CORNER BROOK The Mi’kmaq First Nation Assembly of Newfoundland is hoping to boost its membership and got a good start on that during an information session held in Corner Brook Thursday night.
The assembly has been organized to fight the controversial enrolment process into the Qalipu Mi’kmaq First Nation Band in light of the concern thousands of people will be denied membership in the band.
By the time Thursday’s meeting was to begin at 7 p.m., around 300 people had packed into a meeting room at the Pepsi Centre. Shortly after the meeting began, a wall dividing the civic centre’s meeting rooms was pulled back so the 100 or so people in an adjoining room could also see and hear what was being said.
Many of those in attendance signed up as new members of the assembly, formerly known as the Qalipu Watchdogs.
Hector Pearce, the assembly’s vice-chairperson, said he would like to see 10,000 out of the 105,000 or so total applicants involved in the enrolment process join the assembly’s efforts. So far, the assembly has 3,000 members.
“I’m not sure of the exact number yet, but we had dozens sign up here tonight,” said Pearce after addressing the crowd. “They were flocking to the registration table.”
When he spoke to the crowd, Pearce gave a rundown of the history of the process that led to the formation of the assembly and discussed its plans to fight the federal Department of Aboriginal Affairs and Northern Development to ensure every single applicant is treated in the same fashion.
The assembly contends that, because of the unexpectedly high number of applicants, the federal government will treat those who applied in the latter stages of the process differently in order to reduce the number of people who will be enrolled in the Qalipu Mi’kmaq First Nation Band.
If there can’t be a political solution to the situation, the assembly plans to bring its fight to court.
“There’s no doubt this will end up in court,” Pearce said of his thoughts on the chances of it being resolved by dealing with government.
Pearce said the cause of the assembly is not really about getting aboriginal status, but more about the principle of being denied for unacceptable reasons.
“Membership now is not as important to me as principle,” he said. “I don’t like to be told I’m not something that I am.”
That particular comment drew a round of applause from the audience.
For that same principle, Pearce said the assembly should be getting support and not a cold shoulder from the Qalipu Mi’kmaq First Nation Band.

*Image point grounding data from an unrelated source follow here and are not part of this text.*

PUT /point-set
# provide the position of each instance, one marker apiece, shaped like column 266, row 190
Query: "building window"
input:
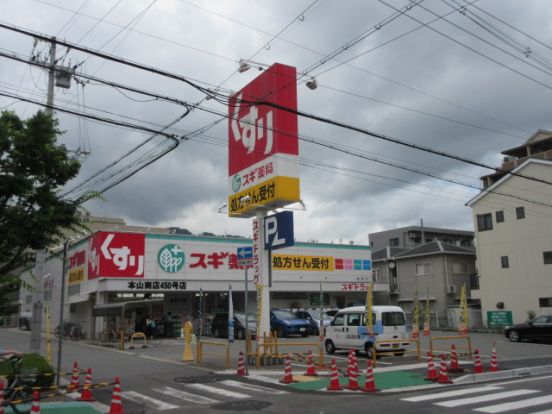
column 424, row 269
column 461, row 267
column 545, row 302
column 484, row 222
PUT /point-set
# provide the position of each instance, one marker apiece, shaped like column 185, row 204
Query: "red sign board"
column 116, row 255
column 258, row 131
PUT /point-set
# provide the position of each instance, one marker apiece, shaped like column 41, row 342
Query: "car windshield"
column 241, row 317
column 284, row 314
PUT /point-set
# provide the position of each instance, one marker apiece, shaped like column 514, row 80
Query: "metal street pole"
column 61, row 306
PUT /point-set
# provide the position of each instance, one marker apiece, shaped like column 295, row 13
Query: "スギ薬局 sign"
column 263, row 144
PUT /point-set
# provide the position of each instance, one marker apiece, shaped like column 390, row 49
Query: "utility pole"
column 51, row 77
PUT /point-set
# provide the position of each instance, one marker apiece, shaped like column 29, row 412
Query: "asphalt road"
column 154, row 380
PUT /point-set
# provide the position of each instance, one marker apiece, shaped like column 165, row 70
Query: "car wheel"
column 514, row 336
column 330, row 347
column 369, row 349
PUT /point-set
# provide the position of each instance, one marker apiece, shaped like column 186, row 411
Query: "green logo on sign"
column 171, row 258
column 236, row 183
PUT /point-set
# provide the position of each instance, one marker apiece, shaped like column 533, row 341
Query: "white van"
column 348, row 330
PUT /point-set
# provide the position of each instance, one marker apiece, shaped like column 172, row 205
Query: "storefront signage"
column 259, row 135
column 279, row 230
column 499, row 319
column 172, row 285
column 296, row 262
column 116, row 255
column 76, row 264
column 171, row 258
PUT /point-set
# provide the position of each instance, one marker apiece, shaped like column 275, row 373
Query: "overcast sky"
column 470, row 84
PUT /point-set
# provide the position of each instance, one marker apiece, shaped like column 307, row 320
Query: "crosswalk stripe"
column 149, row 401
column 241, row 385
column 483, row 398
column 218, row 391
column 531, row 402
column 186, row 396
column 450, row 394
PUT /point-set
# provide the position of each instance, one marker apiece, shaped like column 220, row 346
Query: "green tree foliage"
column 33, row 168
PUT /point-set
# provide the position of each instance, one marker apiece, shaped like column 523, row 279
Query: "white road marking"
column 531, row 402
column 149, row 401
column 484, row 398
column 252, row 387
column 186, row 396
column 218, row 391
column 449, row 394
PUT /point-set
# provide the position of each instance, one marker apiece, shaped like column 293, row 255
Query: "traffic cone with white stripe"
column 443, row 377
column 353, row 375
column 36, row 402
column 86, row 394
column 453, row 366
column 334, row 378
column 288, row 376
column 431, row 371
column 116, row 400
column 75, row 378
column 370, row 383
column 478, row 368
column 1, row 397
column 241, row 372
column 494, row 361
column 311, row 370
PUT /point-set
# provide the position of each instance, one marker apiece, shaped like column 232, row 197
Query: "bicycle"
column 20, row 391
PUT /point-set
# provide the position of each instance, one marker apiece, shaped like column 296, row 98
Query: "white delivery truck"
column 348, row 330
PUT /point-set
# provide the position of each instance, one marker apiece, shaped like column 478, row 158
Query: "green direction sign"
column 499, row 319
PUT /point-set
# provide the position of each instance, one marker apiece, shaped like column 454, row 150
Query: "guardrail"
column 201, row 343
column 397, row 350
column 467, row 338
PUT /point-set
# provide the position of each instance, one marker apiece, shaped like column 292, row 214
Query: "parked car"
column 219, row 325
column 286, row 323
column 538, row 329
column 313, row 316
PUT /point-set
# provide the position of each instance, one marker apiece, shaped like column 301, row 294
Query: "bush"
column 45, row 372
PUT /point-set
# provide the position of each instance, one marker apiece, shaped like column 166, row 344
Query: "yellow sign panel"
column 76, row 275
column 295, row 262
column 276, row 192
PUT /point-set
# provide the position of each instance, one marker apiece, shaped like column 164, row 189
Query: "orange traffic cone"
column 288, row 376
column 1, row 397
column 86, row 394
column 241, row 372
column 334, row 379
column 75, row 378
column 353, row 375
column 431, row 371
column 36, row 403
column 494, row 361
column 453, row 366
column 478, row 368
column 116, row 401
column 370, row 383
column 311, row 370
column 443, row 377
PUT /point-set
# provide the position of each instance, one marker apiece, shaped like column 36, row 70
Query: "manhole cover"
column 241, row 405
column 197, row 379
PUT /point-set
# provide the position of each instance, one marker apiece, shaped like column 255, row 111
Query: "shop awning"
column 117, row 309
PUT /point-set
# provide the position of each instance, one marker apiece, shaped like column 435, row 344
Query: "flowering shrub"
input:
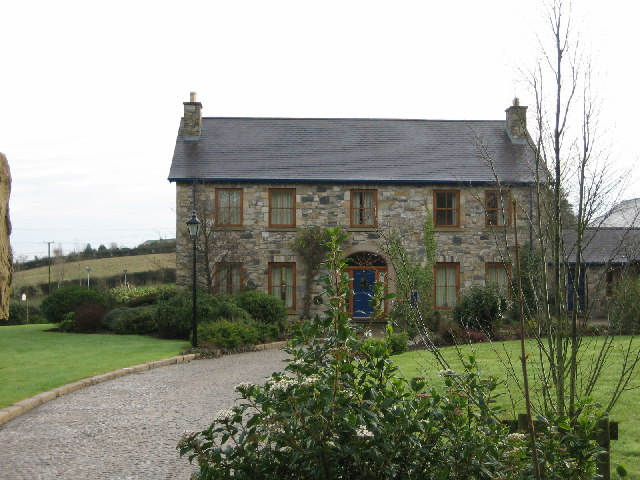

The assembly has received correspondence from Aboriginal Affairs and Northern Development Minister Bernard Valcourt, but Pearce said it has never had an email or phone call returned from the Qalipu Mi’kmaq First Nation Band.
“The people that are presently members of the Qalipu and us right here in this room, we’re all the same: we have ancestors that were Mi’kmaq,” he said. “The Qalipu Mi’kmaq organization should be taking up our cause, they should be representing me, as well as people that have their status.”
There are people, noted Pearce, who have been accepted into the Qalipu Mi’kmaq First Nation Band who have also joined the assembly because they believe other applicants are possibly being treated wrongly.
“I’m one of them,” exclaimed one man in the crowd.
Jerry Lavers, the assembly’s treasurer, took the floor after Pearce and instructed people how to go about joining the assembly through its website. He said the political solution in the long run could end up being the assembly negotiating recognition on its own merits with a future federal government.
“The more of us there are, the more of a force we are going to be to be reckoned with and the more political clout we’re going to have,” said Lavers. “Before the next federal election, you can expect this group to become very political and very supportive of whichever party in the federal playing field is going to support our objectives.”